'Break Through These Shackles': Nancy MacLean on how to stand up to groups like ALEC.

AuthorStockwell, Norman
PositionAmerican Legislative Exchange Council

Q: Let's start with your book, Democracy in Chains, where you looked at how the philosophy of James Buchanan ended up becoming a playbook for the Koch brothers and others. You talk about it rising from the original attempts to counter desegregation in schools.

Nancy MacLean: James Buchanan was the first Southerner to win the Nobel Prize in Economic Sciences. His whole corpus of work over his career was really a more sophisticated way for the neoliberal or market fundamentalist right to attack the public [sphere]. Rather than just making a case for free markets--markets freed from regulation or social obligation, as Milton Friedman did--Buchanan was more sophisticated.
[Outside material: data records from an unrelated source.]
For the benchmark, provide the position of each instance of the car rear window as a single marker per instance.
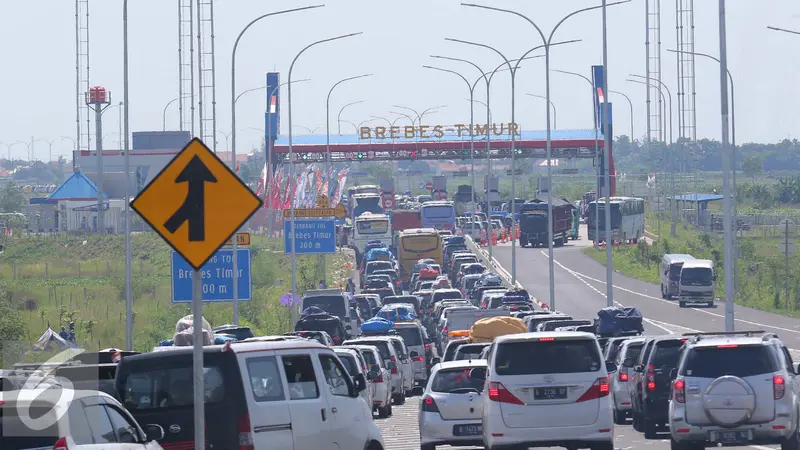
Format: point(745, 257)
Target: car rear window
point(667, 353)
point(455, 381)
point(332, 304)
point(469, 351)
point(742, 361)
point(155, 388)
point(537, 357)
point(411, 335)
point(349, 364)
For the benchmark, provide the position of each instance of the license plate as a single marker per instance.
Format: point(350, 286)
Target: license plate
point(554, 393)
point(467, 430)
point(729, 436)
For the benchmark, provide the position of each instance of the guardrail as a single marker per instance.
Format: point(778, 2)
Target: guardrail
point(483, 255)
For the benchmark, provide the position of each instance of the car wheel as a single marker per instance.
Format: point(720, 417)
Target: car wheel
point(649, 429)
point(620, 418)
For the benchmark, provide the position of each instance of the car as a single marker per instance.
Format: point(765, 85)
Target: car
point(84, 419)
point(736, 388)
point(547, 389)
point(354, 364)
point(250, 387)
point(450, 407)
point(620, 390)
point(650, 402)
point(380, 378)
point(391, 359)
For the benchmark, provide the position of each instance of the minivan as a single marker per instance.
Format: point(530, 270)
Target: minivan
point(278, 392)
point(547, 389)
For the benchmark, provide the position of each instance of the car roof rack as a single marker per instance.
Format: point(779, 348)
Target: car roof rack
point(748, 333)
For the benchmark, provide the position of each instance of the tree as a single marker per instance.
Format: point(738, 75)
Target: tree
point(11, 198)
point(752, 166)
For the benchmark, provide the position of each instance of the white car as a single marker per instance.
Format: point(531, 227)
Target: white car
point(355, 365)
point(81, 420)
point(381, 379)
point(547, 389)
point(451, 407)
point(620, 383)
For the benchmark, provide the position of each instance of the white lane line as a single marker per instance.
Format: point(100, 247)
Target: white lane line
point(581, 275)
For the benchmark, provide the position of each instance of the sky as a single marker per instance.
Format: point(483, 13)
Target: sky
point(37, 47)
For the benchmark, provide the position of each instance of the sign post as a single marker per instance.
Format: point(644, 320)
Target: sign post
point(196, 203)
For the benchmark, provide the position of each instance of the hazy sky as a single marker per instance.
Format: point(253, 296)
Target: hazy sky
point(37, 83)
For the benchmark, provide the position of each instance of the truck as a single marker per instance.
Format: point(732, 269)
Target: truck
point(533, 225)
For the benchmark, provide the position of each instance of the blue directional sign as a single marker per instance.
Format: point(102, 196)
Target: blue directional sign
point(217, 276)
point(312, 237)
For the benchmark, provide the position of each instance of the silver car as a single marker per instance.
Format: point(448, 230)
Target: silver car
point(451, 406)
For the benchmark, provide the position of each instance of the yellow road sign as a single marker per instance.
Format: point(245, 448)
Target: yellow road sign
point(196, 203)
point(241, 239)
point(304, 213)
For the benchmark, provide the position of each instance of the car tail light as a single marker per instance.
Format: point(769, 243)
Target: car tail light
point(245, 436)
point(778, 387)
point(679, 386)
point(499, 393)
point(599, 389)
point(429, 405)
point(651, 377)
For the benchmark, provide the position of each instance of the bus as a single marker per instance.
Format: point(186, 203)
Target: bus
point(370, 227)
point(627, 219)
point(365, 189)
point(439, 214)
point(416, 244)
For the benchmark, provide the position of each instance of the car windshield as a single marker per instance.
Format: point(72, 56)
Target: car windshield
point(332, 304)
point(411, 335)
point(547, 357)
point(456, 381)
point(349, 363)
point(742, 361)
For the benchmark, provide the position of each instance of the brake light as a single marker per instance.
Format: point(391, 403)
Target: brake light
point(499, 393)
point(245, 436)
point(679, 386)
point(778, 387)
point(651, 377)
point(599, 389)
point(429, 405)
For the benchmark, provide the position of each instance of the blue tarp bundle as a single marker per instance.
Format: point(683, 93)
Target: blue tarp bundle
point(613, 321)
point(377, 325)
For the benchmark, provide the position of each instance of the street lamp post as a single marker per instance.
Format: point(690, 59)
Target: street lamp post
point(292, 163)
point(555, 120)
point(596, 152)
point(547, 42)
point(339, 116)
point(233, 138)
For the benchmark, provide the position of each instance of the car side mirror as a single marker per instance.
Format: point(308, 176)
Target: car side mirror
point(359, 384)
point(154, 432)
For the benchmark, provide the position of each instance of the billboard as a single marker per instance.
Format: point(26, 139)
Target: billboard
point(273, 115)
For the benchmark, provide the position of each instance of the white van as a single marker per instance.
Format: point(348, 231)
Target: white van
point(697, 282)
point(269, 393)
point(334, 302)
point(548, 389)
point(670, 273)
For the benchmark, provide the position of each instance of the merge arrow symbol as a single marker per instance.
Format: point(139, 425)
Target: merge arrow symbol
point(193, 208)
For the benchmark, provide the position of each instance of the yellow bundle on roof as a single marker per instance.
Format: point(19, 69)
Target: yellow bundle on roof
point(485, 330)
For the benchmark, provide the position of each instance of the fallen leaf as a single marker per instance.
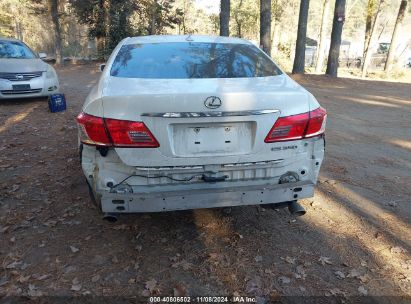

He realized that you couldn't just make a case for the market, you had to undermine the government. Buchanan developed this body of ideas he called public choice economics. But also, and crucially for our time, he developed a way of understanding the sources of twentieth-century public policy and how those policies came from organized collective efforts by social movements, including labor.

And from that, he developed a vision and a strategy for essentially reversing these public policies through elaborate rules changes, culminating in Constitutional change. So all the things that we're seeing come from the Republican Party, as it's been taken over by the Koch donor network; they really are a weaponized version of Buchanans ideas.

That helps us explain the focus of the Koch donor network and many of the operations it funds on changing the composition of the judiciary to the point where we now have six Koch network justices of the nine on the Supreme Court, and also the changing curricula in law schools and the changing of Constitutional understanding through litigation, including decisions like Citizens United, Shelby v. Holder, the Janus case, and so on.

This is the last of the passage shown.